Andrew Burgess (Skyway)
SPB: What is your favorite protest song?
Burgess: My favorite protest song? That's a tough one. I think it's impossible to talk about protest songs without mentioning the all-time greats that have held up over the years. I'm talking about songs like "We Shall Overcome," "We Will Not Be Moved," and "A Change is Gonna Come." And then you have to think about what it means to protest. To me, protest means fighting the system or pushing back against the status quo in a way that forces awareness and invites change. We live in a moment that needs change desperately on a lot of fronts: climate, gender, race, socioeconomics, technological dependence, healthcare, housing, food, education, the list goes on and on. All of these areas are facing systemic oppression and it's hard to know how to approach protest, or to know where to place your efforts.
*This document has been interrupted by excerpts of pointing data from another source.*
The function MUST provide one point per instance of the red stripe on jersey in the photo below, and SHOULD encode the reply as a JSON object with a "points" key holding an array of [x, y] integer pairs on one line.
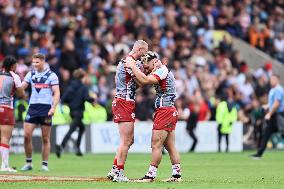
{"points": [[127, 78], [41, 85], [129, 55]]}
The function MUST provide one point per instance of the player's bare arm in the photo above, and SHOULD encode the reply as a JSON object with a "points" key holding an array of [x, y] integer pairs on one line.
{"points": [[56, 98], [140, 76]]}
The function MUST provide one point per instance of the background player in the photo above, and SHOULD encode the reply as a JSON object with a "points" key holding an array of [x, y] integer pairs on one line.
{"points": [[165, 117], [44, 98], [123, 107], [9, 83], [75, 96]]}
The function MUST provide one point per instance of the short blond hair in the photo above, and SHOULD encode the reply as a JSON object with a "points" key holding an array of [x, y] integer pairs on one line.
{"points": [[79, 73], [140, 44], [39, 56]]}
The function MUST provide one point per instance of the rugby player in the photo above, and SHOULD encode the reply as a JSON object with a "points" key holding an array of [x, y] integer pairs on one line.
{"points": [[44, 98], [123, 107], [9, 84], [165, 116]]}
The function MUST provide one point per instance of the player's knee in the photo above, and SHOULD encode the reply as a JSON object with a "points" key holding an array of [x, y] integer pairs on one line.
{"points": [[131, 142]]}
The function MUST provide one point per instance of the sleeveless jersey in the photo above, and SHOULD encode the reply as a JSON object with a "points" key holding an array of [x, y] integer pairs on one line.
{"points": [[8, 83], [124, 80], [166, 89]]}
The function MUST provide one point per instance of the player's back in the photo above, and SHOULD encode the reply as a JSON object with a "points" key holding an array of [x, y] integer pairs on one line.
{"points": [[8, 82], [41, 83], [125, 84], [166, 89]]}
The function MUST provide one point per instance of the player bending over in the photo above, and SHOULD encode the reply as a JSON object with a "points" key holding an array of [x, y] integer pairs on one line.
{"points": [[44, 98], [165, 116], [9, 84]]}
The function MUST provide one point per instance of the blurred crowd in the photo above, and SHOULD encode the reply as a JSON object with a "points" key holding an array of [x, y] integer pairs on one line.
{"points": [[95, 35]]}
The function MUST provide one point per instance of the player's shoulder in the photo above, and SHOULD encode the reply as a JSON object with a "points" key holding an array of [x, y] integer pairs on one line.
{"points": [[14, 75], [52, 74], [162, 70]]}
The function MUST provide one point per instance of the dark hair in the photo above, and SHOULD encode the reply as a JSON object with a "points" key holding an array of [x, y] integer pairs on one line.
{"points": [[8, 62], [276, 75], [39, 56]]}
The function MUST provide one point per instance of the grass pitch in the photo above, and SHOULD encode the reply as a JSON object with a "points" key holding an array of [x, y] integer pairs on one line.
{"points": [[224, 170]]}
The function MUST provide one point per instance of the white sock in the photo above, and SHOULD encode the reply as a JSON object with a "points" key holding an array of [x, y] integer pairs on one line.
{"points": [[152, 172], [5, 155], [176, 169]]}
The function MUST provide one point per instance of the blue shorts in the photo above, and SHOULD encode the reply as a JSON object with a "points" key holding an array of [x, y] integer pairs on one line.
{"points": [[38, 114]]}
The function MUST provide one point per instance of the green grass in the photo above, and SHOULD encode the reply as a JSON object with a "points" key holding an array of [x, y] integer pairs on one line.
{"points": [[232, 170]]}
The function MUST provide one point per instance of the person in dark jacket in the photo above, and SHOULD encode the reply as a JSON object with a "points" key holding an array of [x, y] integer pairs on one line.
{"points": [[75, 96]]}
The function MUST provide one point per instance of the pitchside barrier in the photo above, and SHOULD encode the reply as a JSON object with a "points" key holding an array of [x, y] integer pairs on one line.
{"points": [[104, 138]]}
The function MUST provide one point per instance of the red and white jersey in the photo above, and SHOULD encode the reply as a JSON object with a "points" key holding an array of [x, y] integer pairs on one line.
{"points": [[124, 80], [166, 89], [9, 81]]}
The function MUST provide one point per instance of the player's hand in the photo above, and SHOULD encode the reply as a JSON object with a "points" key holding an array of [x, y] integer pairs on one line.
{"points": [[267, 116], [51, 111]]}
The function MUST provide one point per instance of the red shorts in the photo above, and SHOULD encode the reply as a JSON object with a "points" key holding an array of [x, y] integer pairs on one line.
{"points": [[7, 116], [165, 118], [123, 110]]}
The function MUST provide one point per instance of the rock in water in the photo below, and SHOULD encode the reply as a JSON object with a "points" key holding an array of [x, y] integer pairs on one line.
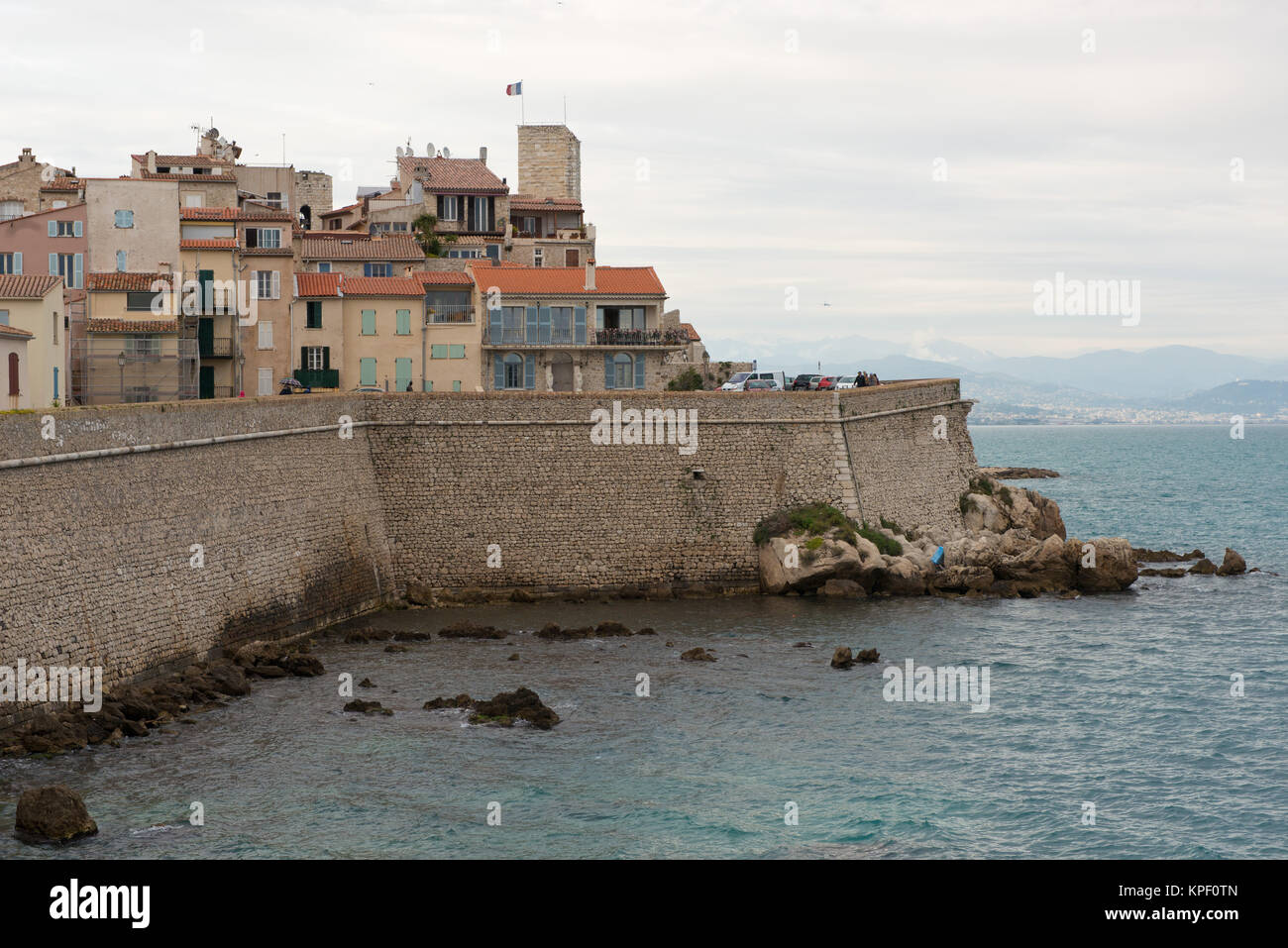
{"points": [[53, 813], [1233, 565]]}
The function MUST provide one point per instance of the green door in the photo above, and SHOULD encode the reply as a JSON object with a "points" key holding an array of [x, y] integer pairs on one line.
{"points": [[205, 337]]}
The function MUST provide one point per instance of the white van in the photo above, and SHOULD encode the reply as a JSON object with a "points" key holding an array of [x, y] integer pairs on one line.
{"points": [[738, 381]]}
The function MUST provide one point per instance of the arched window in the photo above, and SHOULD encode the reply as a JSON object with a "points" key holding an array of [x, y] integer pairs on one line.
{"points": [[514, 371], [623, 371]]}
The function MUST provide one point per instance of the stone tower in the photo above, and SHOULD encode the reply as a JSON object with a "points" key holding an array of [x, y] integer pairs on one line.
{"points": [[549, 161]]}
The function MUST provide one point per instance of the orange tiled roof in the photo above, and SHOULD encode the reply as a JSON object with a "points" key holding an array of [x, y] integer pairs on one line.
{"points": [[317, 283], [101, 324], [442, 277], [27, 286], [570, 281], [362, 248], [209, 244], [452, 174], [124, 282], [381, 286]]}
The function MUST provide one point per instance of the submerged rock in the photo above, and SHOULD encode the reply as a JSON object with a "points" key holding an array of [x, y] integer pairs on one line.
{"points": [[53, 813]]}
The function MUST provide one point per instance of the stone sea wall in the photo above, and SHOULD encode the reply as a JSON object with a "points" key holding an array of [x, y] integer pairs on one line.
{"points": [[299, 527]]}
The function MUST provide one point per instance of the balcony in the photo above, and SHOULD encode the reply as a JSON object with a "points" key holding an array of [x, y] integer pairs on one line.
{"points": [[318, 377], [219, 348]]}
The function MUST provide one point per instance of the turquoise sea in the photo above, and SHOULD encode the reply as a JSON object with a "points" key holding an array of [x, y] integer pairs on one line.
{"points": [[1124, 702]]}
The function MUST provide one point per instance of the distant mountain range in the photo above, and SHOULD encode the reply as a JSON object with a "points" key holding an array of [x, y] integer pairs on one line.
{"points": [[1166, 384]]}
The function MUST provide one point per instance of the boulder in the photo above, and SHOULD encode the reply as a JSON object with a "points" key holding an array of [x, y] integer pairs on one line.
{"points": [[1233, 565], [53, 813]]}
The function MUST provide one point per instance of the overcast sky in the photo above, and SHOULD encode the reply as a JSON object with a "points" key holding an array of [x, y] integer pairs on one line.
{"points": [[746, 149]]}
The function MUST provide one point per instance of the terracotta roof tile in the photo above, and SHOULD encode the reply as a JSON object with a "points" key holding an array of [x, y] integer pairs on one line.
{"points": [[452, 174], [101, 324], [362, 248], [317, 283], [381, 286], [27, 286], [570, 281]]}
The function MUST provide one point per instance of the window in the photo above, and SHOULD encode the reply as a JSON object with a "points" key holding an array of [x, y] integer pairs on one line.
{"points": [[265, 237], [268, 285], [514, 371], [140, 301]]}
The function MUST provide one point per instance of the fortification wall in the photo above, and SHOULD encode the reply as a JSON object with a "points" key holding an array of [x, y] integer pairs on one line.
{"points": [[300, 527]]}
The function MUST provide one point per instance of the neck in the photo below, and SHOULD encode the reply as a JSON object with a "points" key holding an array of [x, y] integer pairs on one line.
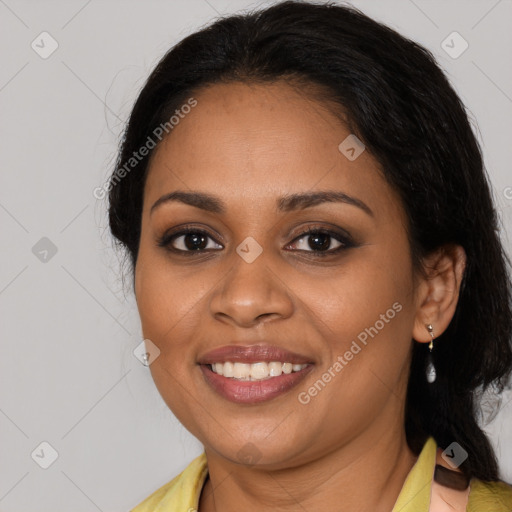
{"points": [[366, 474]]}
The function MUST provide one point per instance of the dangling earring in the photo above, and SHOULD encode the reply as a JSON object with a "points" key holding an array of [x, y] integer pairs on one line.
{"points": [[431, 369]]}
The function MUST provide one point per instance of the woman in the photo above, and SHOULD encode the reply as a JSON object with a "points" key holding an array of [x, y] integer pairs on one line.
{"points": [[317, 268]]}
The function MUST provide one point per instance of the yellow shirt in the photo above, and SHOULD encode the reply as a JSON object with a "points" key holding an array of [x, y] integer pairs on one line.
{"points": [[182, 493]]}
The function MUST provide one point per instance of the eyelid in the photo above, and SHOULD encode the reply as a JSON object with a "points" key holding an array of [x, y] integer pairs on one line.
{"points": [[338, 234]]}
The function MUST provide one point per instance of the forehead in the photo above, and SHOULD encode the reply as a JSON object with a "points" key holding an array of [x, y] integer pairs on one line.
{"points": [[260, 141]]}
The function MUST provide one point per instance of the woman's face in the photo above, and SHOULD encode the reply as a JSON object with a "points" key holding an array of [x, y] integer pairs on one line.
{"points": [[343, 303]]}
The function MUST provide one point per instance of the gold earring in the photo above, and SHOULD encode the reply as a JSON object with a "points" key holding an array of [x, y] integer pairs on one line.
{"points": [[431, 369]]}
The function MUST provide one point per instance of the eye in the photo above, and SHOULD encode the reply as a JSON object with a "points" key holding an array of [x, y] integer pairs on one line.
{"points": [[321, 241], [188, 240]]}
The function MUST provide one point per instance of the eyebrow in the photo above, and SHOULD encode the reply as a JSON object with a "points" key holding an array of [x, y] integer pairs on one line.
{"points": [[290, 202]]}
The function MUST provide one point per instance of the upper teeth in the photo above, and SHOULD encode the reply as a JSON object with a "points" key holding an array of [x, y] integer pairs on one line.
{"points": [[255, 371]]}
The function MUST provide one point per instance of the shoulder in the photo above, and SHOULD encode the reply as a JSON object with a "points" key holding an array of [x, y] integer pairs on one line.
{"points": [[181, 493], [486, 496]]}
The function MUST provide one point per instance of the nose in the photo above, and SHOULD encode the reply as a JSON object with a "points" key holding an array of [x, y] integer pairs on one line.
{"points": [[251, 293]]}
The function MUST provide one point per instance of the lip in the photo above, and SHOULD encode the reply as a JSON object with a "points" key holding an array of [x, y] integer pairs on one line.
{"points": [[253, 392], [252, 354]]}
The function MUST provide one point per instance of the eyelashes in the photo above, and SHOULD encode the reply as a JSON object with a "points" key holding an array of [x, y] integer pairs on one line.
{"points": [[193, 241]]}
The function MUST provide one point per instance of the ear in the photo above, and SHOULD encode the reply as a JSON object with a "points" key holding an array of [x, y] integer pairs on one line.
{"points": [[437, 293]]}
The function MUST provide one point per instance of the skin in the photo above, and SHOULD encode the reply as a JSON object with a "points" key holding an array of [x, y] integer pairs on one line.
{"points": [[345, 449]]}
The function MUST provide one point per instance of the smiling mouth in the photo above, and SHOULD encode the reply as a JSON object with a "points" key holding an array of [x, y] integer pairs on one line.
{"points": [[254, 371]]}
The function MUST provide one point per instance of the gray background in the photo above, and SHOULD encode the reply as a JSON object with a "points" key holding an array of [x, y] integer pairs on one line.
{"points": [[68, 375]]}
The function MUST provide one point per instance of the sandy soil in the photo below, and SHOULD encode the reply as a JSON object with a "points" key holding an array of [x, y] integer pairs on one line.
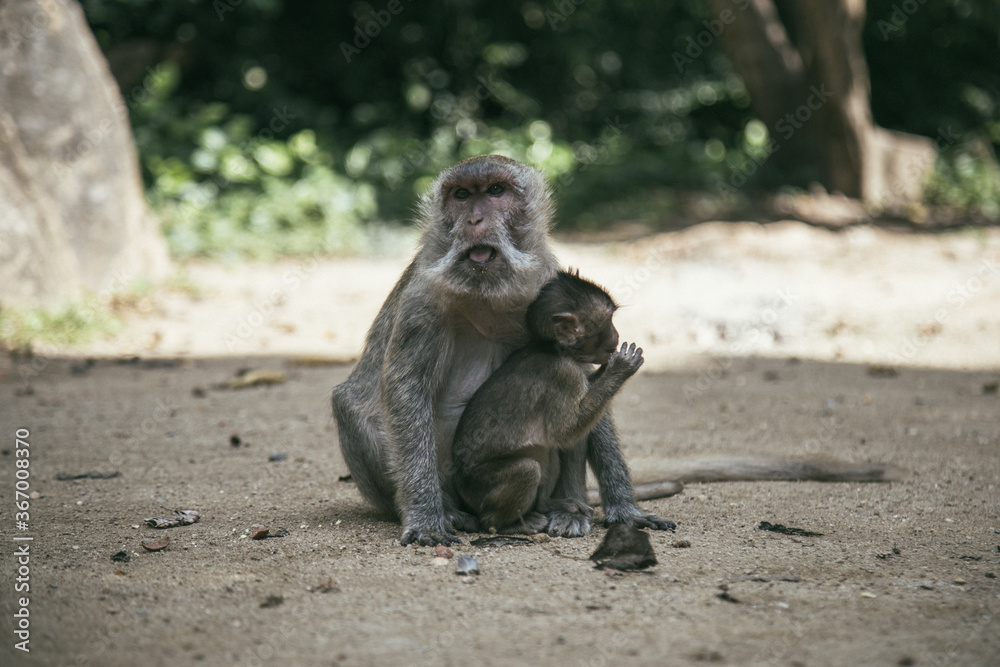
{"points": [[759, 340]]}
And I think that's intentionally built into the system. If we're exhausted, we're not going to fight. We're going to roll over and let those in power do whatever the hell they want. But time and again, that assumption by the system that they can overwhelm us by dividing us has been proven wrong.
So, since we're a punk band, I'll give you my favorite punk protest song — one that I think speaks to our current moment just as much as it spoke to its own moment in the late 1980s: "Unity" by Operation Ivy. It's a song that's against hate, that's against war, that's against racism, that's against sectarianism. It's also uniquely self-conscious of its role as "another unity song" in a long timeline of unity songs. As Jesse Michaels says, "you've heard it all before." This isn't a new message, but it's a crucially important one. And when you pair it with "Take Warning," which comes around to the message that "we say stand together / not to fight, just to exist," it hits even harder. "Unity" is admittedly "not a call to action." So, what does that mean? How do we stop a war that's fought on so many fronts through inaction? We do it by standing together, by finding common ground, by building community. And if there's one thing the system doesn't want, it's unity.